68. Jupiter, the biggest of all the Planets, is still higher in the System, being about 424 millions of miles from the Sun: and going at the rate of 25 thousand miles every hour in his Orbit, as in the circle ♃ finishes his annual period in eleven of our years 314 days and 18 hours. He is above 1000 times as big as the Earth, for his diameter is 81,000 miles; which is more than ten times the diameter of the Earth.

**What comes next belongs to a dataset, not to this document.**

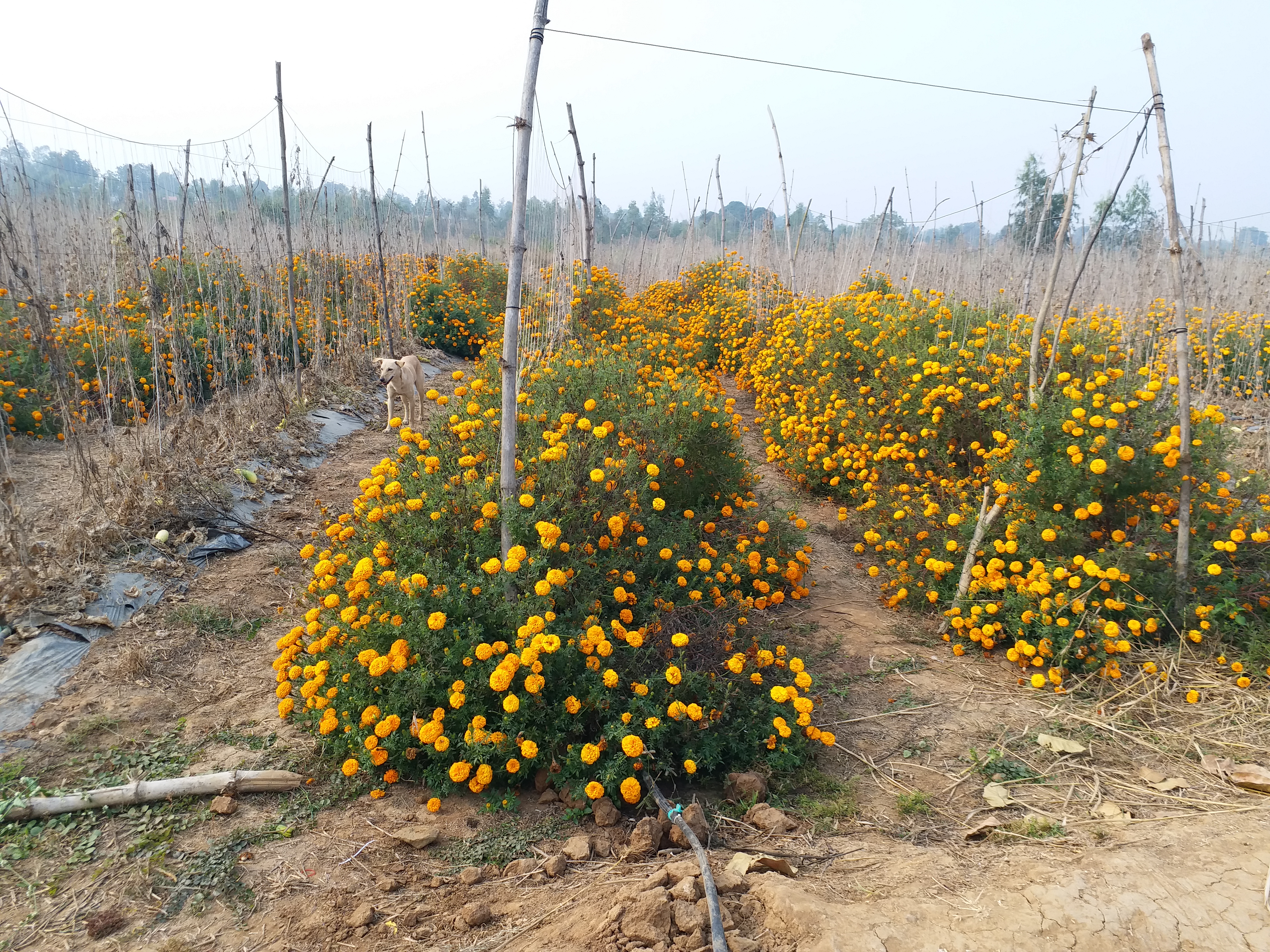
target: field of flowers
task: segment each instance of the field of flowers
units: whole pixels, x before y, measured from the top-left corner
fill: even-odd
[[[27,302],[0,298],[10,439],[61,433],[55,354],[77,420],[145,419],[156,400],[286,372],[293,331],[269,286],[230,258],[169,264],[107,303],[67,298],[43,341]],[[279,715],[380,791],[418,778],[481,792],[547,768],[578,796],[636,802],[644,765],[790,769],[833,743],[814,671],[754,625],[806,595],[810,547],[796,514],[759,508],[725,376],[753,393],[767,461],[839,505],[884,604],[933,614],[952,654],[1001,652],[1038,691],[1133,674],[1196,703],[1153,649],[1220,652],[1240,688],[1270,675],[1270,493],[1232,462],[1226,423],[1265,397],[1261,315],[1190,316],[1208,400],[1191,413],[1179,597],[1176,317],[1162,301],[1048,327],[1029,404],[1031,319],[1002,303],[881,274],[794,296],[734,256],[629,294],[597,268],[578,278],[570,339],[522,374],[508,508],[504,272],[464,256],[444,279],[424,259],[391,270],[398,333],[471,363],[301,552],[307,613],[274,663]],[[310,255],[296,273],[305,362],[380,350],[370,259]]]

The number of days in his year.

69. Jupiter turns round his Axis in 9 hours 56 minutes; so that his year contains 10 thousand 464 days; and the diurnal velocity of his equatoreal parts is greater than the swiftness with which he moves in his annual Orbit; a singular circumstance, as far as we know. By this prodigious quick Rotation, his equatoreal inhabitants are carried 25 thousand 920 miles every hour (which is 920 miles an hour more than an inhabitant of our Earth moves in twenty-four hours) besides the 25 thousand above-mentioned, which is common to all parts of his surface, by his annual motion.

His Belts and spots.

70. Jupiter is surrounded by faint substances, called Belts, in which so many changes appear, that they are generally thought to be clouds: for some of them have been first interrupted and broken, and then have vanished entirely. They have sometimes been observed of different breadths, and afterwards have all become nearly of the same breadth. Large spots have been seen in these Belts; and when a Belt vanishes, the contiguous spots disappear with it. The broken ends of some Belts have been generally observed to revolve in the same time with the spots; only those nearer the Equator in somewhat less time than those near the Poles; perhaps on account of the Sun’s greater heat near the Equator, which is parallel to the Belts and course of the spots. Several large spots, which appear round at one time, grow oblong by degrees, and then divide into two or three round spots. The periodical time of the spots near the Equator is 9 hours 50 minutes, but of those near the Poles 9 hours 56 minutes. See Dr. Smith’s Optics, § 1004 & seq.

He has no change of seasons;

71. The Axis of Jupiter is so nearly perpendicular to his Orbit, that he has no sensible change of seasons; which is a great advantage, and wisely ordered by the Author of Nature. For, if the Axis of this Planet were inclined any considerable number of degrees, just so many degrees round each Pole would in their turn be almost six of our years together in darkness. And, as each degree of a great Circle on Jupiter contains 706 of our miles at a mean rate, it is easy to judge what vast tracts of land would be rendered uninhabitable by any considerable inclination of his Axis.